A Florida man, who is 20, was responsible for the data breach a year ago at Uber Technologies and was paid by the company to destroy that data through what is known as a bug bounty program that is normally used in identifying vulnerabilities, said three sources who are familiar with this situation.
Dara Khosrowshahi, Uber's new CEO, fired two of of the company's security leaders when he found out about the breach, and acknowledged that it should have been reported when it was discovered.
Then-chief executive Travis Kalanick and chief security officer Joe Sullivan made the decision to pay the hackers and keep the breach a secret from its customers and drivers. He stepped down as Uber CEO in June and has taken a vow of silence too.

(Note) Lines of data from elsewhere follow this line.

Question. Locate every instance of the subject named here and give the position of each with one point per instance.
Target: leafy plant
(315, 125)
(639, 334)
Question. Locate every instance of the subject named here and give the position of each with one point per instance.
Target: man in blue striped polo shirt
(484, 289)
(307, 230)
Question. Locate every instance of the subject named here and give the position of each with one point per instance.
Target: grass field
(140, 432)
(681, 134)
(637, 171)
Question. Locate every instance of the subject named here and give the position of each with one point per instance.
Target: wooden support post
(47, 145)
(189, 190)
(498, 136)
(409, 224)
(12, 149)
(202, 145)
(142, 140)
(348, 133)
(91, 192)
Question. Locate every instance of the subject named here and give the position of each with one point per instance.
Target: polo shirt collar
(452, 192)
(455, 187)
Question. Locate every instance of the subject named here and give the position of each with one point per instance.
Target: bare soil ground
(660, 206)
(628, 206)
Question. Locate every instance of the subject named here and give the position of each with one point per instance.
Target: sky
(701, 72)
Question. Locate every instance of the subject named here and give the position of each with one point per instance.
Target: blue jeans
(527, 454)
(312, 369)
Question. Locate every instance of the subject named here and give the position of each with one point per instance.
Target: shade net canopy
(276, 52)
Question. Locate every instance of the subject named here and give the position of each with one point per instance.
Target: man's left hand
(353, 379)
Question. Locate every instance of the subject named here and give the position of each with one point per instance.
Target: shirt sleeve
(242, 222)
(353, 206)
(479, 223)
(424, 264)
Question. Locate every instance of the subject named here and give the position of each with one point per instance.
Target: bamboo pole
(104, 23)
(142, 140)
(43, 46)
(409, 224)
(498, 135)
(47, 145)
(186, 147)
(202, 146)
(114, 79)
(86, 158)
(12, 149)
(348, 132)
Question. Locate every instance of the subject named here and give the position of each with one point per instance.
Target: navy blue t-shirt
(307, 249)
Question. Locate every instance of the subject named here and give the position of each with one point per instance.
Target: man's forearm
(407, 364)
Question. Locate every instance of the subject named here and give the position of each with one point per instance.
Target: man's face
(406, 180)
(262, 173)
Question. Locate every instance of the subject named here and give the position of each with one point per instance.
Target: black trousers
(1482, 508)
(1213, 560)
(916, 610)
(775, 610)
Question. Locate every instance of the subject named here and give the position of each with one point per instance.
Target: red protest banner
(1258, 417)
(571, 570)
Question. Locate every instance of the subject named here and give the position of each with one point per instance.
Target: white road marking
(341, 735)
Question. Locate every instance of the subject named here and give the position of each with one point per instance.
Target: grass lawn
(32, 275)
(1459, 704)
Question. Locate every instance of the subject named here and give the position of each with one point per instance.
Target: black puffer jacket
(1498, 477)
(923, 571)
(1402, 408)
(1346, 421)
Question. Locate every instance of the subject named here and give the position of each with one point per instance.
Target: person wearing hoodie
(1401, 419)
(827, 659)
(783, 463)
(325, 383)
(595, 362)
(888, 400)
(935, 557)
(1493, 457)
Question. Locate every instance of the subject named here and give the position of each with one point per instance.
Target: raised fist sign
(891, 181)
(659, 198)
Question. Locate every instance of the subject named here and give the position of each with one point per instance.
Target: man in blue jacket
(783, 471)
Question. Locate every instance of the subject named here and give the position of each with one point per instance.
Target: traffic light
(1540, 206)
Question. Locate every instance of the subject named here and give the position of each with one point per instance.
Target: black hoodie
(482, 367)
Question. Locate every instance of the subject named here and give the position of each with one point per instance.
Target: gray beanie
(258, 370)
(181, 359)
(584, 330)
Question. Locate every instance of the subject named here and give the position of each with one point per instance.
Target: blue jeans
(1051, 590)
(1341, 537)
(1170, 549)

Remember the unidentified man that was paid $100,000 to delete Uber's stolen data? Rewards for identifying bugs in code are more normally in the range of $5,000 - $10,000.
The payment was made by Uber previous year via a program that is created to reward different researchers who report company software flaws, said the sources. Uber spokesman Matt Kallman declined to comment on the matter. The company also reportedly ensured the data was deleted by undergoing a forensic analysis of the hacker's computer. The hacker further paid a second person who offered his services in accessing GitHub to obtain credentials for accessing Uber's data.
But the firm caused much anger when it was revealed it had actually paid the hacker $100,000 to hide the information for over a year.
Uber had not responded to Silicon UK at the time of writing.
Moussouris added that the failure to report the breach was a grievous error: "The creation of a bug bounty program doesn't allow Uber, their bounty service provider or any other company the ability to decide that breach notification laws don't apply to them".
Another three members of Uber's security subsequently resigned from their roles last week. Officials for Connecticut, Illinois and MA also confirmed they're investigating the hack.